The lone standout character–and actor–in the movie is Betty Gilpin as Crystal, a character who was, as it turns out–and this gives nothing away, because it’s apparent from the start–was mistakenly drugged and kidnapped, does not fit the ideology or biases of either side, and, essentially, should not be there, on any level in terms of what the kidnappers intended for their hunted prey. Crystal is the lone successful embodiment in the movie of a real person, a real human being–down-to-earth, tough, gutsy, courageous, smart on a common sense level, and simply a likeable, gruff, tough, no-nonsense, grounded person. Crystal’s the type of person you’d actually like to hang out with–unlike any of the other characters. Now, it’s clear that this indeed what the filmmakers intended Crystal to symbolize, and that’s backed up by their interviews, but when only one characterization, only one character, only one actor, works on any workable level in a movie, that cannot save the film. Thus, as likeable as Crystal the character actually is, and as likeable as Gilpin’s acting is in the movie–it’s too little, too late.

If anything, “The Hunt” should propel Gilpin to more and many upcoming lead roles in future films. If “The Hunt” can succeed on any level, this would be a good level of success. Gilpin shines in the role, and it is indeed great to see Gilpin kick some derriere in the movie. But, again, it’s just not enough to save the movie.

There have been hundreds of variations of Connell’s “The Most Dangerous Game” through the decades–on film, on television, on radio, in books, in animation, in video games, in online games, and even in songs!–but for fans of this great, classic short story, let’s choose, for now, just one excellent variation of the story to watch and relish and enjoy: A 1998 episode of the remade–and vastly improved–series “The Outer Limits” was also called “The Hunt,” and in this episode, spoiled, rich humans hunt enslaved, poorly-treated, but likeable–and increasingly human–androids through the forest. The rules and parameters are seemingly rigged against the androids in favor of the moronic humans–but the androids band together, develop a plan, and completely disrupt the hunt. However, as in many episodes of “The Outer Limits,” there are unforeseen dangers, risks, twists and turns in the story. This beautifully-crafted, excellently-written-and-directed-and-acted one-hour episode contains so much emotion, feeling, insight, analysis, intelligence and satisfaction, this episode set the bar high for all later versions of “The Most Dangerous Game.” This episode contains all of the intelligence, sociological discussion, analytical discourse and messages, symbols, themes, morals and points that completely elude and are completely lacking in the 2020 movie version also called “The Hunt.” Find and watch this “Outer Limits” episode–it’s simply excellent. Certainly, Connell himself would have loved this version of his beloved story.
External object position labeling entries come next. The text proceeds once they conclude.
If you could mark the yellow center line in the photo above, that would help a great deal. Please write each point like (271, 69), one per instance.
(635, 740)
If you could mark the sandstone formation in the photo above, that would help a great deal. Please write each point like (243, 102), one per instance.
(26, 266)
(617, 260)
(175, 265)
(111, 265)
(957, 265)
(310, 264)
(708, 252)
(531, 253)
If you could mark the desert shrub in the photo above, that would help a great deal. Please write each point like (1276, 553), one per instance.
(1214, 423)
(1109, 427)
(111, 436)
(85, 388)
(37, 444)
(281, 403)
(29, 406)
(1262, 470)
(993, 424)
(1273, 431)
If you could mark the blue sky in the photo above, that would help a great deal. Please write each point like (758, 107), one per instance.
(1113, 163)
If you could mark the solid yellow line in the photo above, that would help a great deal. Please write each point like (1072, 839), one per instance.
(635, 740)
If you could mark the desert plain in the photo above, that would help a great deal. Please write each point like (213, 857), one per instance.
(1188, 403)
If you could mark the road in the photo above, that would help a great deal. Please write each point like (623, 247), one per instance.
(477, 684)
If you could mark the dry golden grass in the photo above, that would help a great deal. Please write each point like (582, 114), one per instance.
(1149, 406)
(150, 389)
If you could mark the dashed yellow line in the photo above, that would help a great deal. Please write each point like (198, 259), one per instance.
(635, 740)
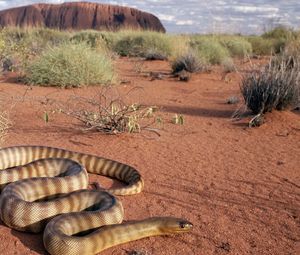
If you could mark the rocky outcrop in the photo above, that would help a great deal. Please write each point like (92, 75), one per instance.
(80, 15)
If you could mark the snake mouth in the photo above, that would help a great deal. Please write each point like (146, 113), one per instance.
(184, 226)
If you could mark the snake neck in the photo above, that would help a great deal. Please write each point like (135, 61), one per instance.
(112, 235)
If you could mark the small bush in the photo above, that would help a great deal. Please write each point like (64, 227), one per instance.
(4, 124)
(275, 87)
(108, 114)
(137, 44)
(152, 54)
(228, 65)
(261, 46)
(211, 50)
(70, 65)
(189, 62)
(237, 46)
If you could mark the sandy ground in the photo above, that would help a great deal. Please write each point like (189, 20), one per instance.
(239, 186)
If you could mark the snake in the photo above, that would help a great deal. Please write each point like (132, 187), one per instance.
(46, 189)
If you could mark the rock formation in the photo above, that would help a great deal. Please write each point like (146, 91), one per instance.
(80, 15)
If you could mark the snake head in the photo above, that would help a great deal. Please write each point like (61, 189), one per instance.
(175, 225)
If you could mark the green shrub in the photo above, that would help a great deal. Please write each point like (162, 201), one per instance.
(23, 45)
(189, 62)
(237, 46)
(261, 46)
(275, 87)
(91, 37)
(70, 65)
(137, 43)
(210, 49)
(228, 65)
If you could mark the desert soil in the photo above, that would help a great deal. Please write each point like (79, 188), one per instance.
(239, 186)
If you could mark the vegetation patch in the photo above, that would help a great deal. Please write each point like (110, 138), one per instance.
(71, 65)
(210, 49)
(189, 62)
(276, 87)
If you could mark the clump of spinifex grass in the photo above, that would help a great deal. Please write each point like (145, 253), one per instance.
(276, 87)
(142, 43)
(5, 124)
(189, 62)
(71, 65)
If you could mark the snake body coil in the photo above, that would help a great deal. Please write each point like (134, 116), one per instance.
(45, 187)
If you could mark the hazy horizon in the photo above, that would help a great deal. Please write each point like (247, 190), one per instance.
(214, 16)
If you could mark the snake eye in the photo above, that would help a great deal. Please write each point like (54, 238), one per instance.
(182, 224)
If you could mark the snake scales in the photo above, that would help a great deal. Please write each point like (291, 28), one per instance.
(45, 187)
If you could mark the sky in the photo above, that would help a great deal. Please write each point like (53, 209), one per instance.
(207, 16)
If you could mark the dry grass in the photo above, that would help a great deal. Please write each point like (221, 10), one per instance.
(5, 124)
(109, 114)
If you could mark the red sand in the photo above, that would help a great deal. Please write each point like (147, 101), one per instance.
(239, 186)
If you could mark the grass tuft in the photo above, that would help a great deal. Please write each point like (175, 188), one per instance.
(276, 87)
(189, 62)
(70, 65)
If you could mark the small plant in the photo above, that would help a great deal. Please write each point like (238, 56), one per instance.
(178, 119)
(153, 54)
(228, 65)
(71, 65)
(210, 49)
(189, 62)
(46, 117)
(236, 45)
(276, 87)
(109, 115)
(4, 124)
(233, 100)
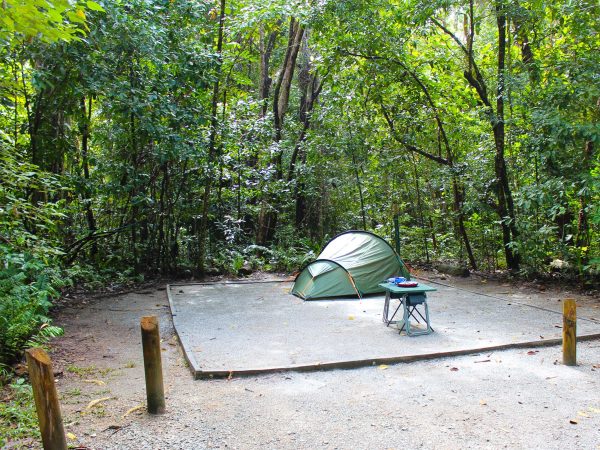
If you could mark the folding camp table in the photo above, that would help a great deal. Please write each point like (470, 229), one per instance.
(410, 298)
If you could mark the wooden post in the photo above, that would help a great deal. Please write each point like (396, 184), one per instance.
(152, 365)
(46, 399)
(569, 332)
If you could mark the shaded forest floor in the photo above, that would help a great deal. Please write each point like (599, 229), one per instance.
(517, 398)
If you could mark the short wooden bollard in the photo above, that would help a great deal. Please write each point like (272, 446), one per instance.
(46, 399)
(569, 332)
(155, 394)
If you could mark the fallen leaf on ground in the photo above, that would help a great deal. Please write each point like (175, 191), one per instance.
(98, 382)
(130, 410)
(96, 401)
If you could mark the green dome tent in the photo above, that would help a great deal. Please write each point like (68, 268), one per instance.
(353, 263)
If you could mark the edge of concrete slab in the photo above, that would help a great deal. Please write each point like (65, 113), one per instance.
(199, 373)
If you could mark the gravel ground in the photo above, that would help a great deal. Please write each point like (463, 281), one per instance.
(510, 399)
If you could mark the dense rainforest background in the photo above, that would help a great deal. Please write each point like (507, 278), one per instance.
(184, 137)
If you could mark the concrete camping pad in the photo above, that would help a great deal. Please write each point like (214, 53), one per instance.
(234, 328)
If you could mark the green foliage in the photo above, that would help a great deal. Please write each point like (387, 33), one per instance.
(18, 418)
(27, 286)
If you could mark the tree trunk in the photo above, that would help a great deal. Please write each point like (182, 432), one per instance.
(267, 218)
(87, 200)
(203, 231)
(503, 192)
No other variation or version of Connell’s story has matched, on any level, this “Outer Limit’s” episode–since 1998. This episode set a high bar for variations of “The Most Dangerous Game” and no one–in any medium–has passed that bar during the last twenty-two years. Really.

So as the weekend approaches, avoid the pitfalls of the ides of March, and don’t make plans to go out on “The Hunt,” in terms of the 2020 movie version. Instead, see those other, previously-mentioned, recommend films currently out in the theaters–or search online and in the streaming world and find that 1998 episode of “The Outer Limits” called “The Hunt.” There, you’ll find in one hour some truly lasting messages to think about. As the narrator so perceptively states at the end of the episode: “As machines grow more human, we must be wary that we do not become less so.”

Now, that’s something to think about.